La animadversión de la princesa resultaba más bien vaga y no le había obsequiado con ninguna anécdota —quizá tampoco la hubiera entendido— que traicionase la hospitalidad de que había disfrutado. No podía tratarle como si fuera un embajador. A modo de defensa de la aristocracia, él le dijo que no podía creer que todos fueran una caterva de sinvergüenzas (empleó esa expresión porque había dado a entender que le gustaba que hablara en el lenguaje del pueblo), sobre todo teniendo en cuenta que él conocía a uno de ellos —una señora de la nobleza— que era uno de los seres más puros, buenos y honrados que pudiera imaginarse. Al oírlo dejó de hablar, le miró y preguntó luego:

—¿A quién se refiere… una señora de la nobleza?

—No creo que haya ningún mal en decirlo. Lady Aurora Langrish.

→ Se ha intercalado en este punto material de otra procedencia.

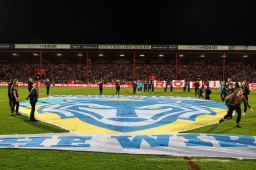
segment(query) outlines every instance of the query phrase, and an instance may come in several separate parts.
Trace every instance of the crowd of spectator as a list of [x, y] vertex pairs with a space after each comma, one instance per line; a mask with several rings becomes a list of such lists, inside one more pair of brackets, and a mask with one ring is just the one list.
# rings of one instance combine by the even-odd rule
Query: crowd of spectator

—No la conozco. ¿Es agradable?

—A mí me gusta mucho.

—¿Es guapa, inteligente?

—No es guapa, pero no es nada corriente —dijo Hyacinth.

—¿Y cómo la ha conocido? —En vista de que vacilaba, añadió—: ¿Le encuadernó algún libro?

—No, la conocí en un sitio que se llama Audley Court.

—¿Dónde está eso?

—En Camberwell.

—¿Y quién vive allí?

—Una chica joven a la que había ido a visitar y que está imposibilitada.

—Y la señora de quien habla (¿cómo se llama; lady Lydia Languish?), ¿va a verla?

—Sí, muy a menudo.

La princesa, sin apartar los ojos de él, hizo una pausa:

—¿Quiere llevarme a mí allí?

—Con mucho gusto. La chica de que hablo es hermana del hombre —el que trabaja para una gran firma de productos farmacéuticos— del que a lo mejor recuerda que le hablé otra vez.

—Sí, sí que me acuerdo. Ése es uno de los primeros sitios a los que tenemos que ir. Lo siento, ¿sabe?

La princesa echó a andar, y Hyacinth preguntó qué era lo que sentía, pero ella no hizo caso de la pregunta y dijo en seguida:

—A lo mejor va a verle a él.

—¿Va a ver a quién?

—Al joven farmacéutico, al hermano —dijo ella muy seria.

—Es posible —contestó Hyacinth riendo.

La princesa dijo otra vez que lo sentía, y él intentó saber por qué, ¿porque lady Aurora fuera así? A lo que ella contestó:

—No, no es por eso, es por no ser yo la primera… (¿cómo los llama?), la primera señora de la nobleza que conoce.

—No veo qué diferencia pueda haber. No necesita tener miedo de no impresionarme.

—No estaba pensando en eso. Estaba pensando que a lo mejor no es tan inexperto como creí en un principio.

—Desde luego, no sé lo que pensó en un principio.

—No, claro, ¿cómo iba a saberlo? —suspiró la princesa de una manera bastante rara.